= Edmund Aikin =

English architect and writer

Edmund Aikin (2 October 1780 – 11 March 1820) was an English architect and writer on architecture. He spent the last years of his life in Liverpool, where he designed the Wellington Rooms.

==Life==
Aikin came from a Unitarian background. He was the youngest son of Dr. John Aikin, M.D., and was born on 2 October 1780 at Warrington. Arthur Aikin and Charles Rochemont Aikin were his brothers, the writer Lucy Aikin was his sister, and Anna Barbauld was his aunt. In 1784 the family moved to Great Yarmouth, where his father practised as a doctor, and then, in 1792, to Broad Street Buildings in London. Aikin suffered from a speech impediment and was educated almost entirely at home by his parents.

He was articled to a builder and surveyor, and following his apprenticeship, set up in business as an architect and surveyor on his own account. In 1806 he became a founder-member of the London Architectural Society. Two early designs were for nonconformist chapels in London. In 1808, he designed one in Jewin Street, off Aldersgate Street in the City of London, where Abraham Rees was minister for many years. The next year he designed the New Gravel Pit Chapel in Hackney, for the Rev. Robert Aspland, producing plans for a rectangular building with an octagonal roof and seating plan. The foundation stone was laid on 16 October 1809, and it opened on 4 November 1810. Aikin took no fee for the work.

In 1810 he published a set of designs for villas, preceded by a long introduction in which he criticised the use of the Gothic style in domestic architecture, proposing instead the use of a kind of eastern, or Islamic style, inspired by the buildings shown in Thomas Daniell's Views in India. In 1812 he presented his Essay on the Doric Order to the London Architectural Society. He also wrote an account of St. Paul's Cathedral to accompany a set of drawings by James Elmes, articles about architecture for Abraham Rees Cyclopaedia, and a section on architecture for his sister Lucy's book about the reign of Elizabeth I. He exhibited designs at the Royal Academy between 1804 and 1814.

He worked as an assistant to Sir Samuel Bentham, the architect of the Millbank Penitentiary, who was then engaged on works in at the Royal Navy's dockyards at Sheerness and
Portsmouth, and published designs, made in collaboration with Bentham, for a bridge over the River Swale. The Admiralty had refused funding for Aikin 's post. To Bentham's suggestion that "more attention should be paid than hitherto has been in regard to the works of my department, particularly those relative to the dockyards, to the giving them an appropriate beauty and grandeur of appearance", they had replied that they were "not aware of any buildings or works ordered to be taken in hand which require any particular beauty or grandeur of appearance, and therefore cannot comply with the request of the civil architect and engineer, who has already sufficient assistance to carry on the duties of his office." Consequently Bentham employed Aikin and a draughtsman directly for several months, at his own cost.

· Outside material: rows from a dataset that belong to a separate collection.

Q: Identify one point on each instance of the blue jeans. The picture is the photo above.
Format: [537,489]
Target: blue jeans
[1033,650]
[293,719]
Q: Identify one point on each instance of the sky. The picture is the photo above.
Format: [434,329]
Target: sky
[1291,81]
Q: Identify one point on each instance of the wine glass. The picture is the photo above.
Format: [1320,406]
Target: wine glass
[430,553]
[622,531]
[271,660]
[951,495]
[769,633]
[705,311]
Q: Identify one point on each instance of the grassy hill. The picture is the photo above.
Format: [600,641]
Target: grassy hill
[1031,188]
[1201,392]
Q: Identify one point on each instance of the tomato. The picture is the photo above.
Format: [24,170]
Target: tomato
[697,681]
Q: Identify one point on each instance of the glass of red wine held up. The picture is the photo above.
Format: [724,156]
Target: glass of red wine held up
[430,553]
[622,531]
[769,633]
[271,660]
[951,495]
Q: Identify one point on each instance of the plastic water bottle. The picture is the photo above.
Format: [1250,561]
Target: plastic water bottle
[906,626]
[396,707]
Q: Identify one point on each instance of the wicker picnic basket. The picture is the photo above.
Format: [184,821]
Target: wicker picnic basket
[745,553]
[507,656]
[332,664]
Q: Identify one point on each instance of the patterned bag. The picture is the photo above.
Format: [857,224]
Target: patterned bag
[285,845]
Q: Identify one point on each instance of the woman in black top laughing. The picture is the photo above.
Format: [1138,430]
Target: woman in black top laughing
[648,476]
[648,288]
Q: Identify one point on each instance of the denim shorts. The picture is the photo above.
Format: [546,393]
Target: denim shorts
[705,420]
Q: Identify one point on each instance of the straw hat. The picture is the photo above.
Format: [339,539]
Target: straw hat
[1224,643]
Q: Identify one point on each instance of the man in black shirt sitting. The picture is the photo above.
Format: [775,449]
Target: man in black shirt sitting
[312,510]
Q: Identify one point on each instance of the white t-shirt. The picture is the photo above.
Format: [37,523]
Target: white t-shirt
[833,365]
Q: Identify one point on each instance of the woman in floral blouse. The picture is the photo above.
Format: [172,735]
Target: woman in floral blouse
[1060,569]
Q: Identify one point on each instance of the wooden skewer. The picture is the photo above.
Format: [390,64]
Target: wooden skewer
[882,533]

In around 1814, his Neoclassical designs for the Wellington Assembly Rooms in Liverpool having been accepted by the committee in charge of the project, he moved to the city to supervise their construction. He was based there for the rest of his life. He oversaw the adaptation of an existing mansion as premises for the Liverpool Royal Institution – his alterations including the addition of a stone portico – and built a number of villas in the area, some, against his natural inclinations, in the fashionable Gothic style.

Aikin died at his father's house at Stoke Newington on 11 March 1820.

==Publications==
Aikin was the author of:
- Designs for villas and other rural buildings, Engraved on thirty-one plates, with plans and explanations; together with an introductory essay, containing remarks on the prevailing defects of modern architecture and on investigation of the style best adapted for the dwellings of the present times. (London, 1808)
- An essay on the Doric order of architecture : containing a historical view of its rise and progress among the ancients, with a critical investigation of its principles of composition and adaptation to modern use; illustrated by figures of the principal antique examples, drawn to one scale, from the best authorities (London, 1810)
- An essay towards a history and description of the cathedral church of St. Paul, London, with a concise account of the edifices which have previously occupied the same site (London, 1812). With illustrations by James Elmes.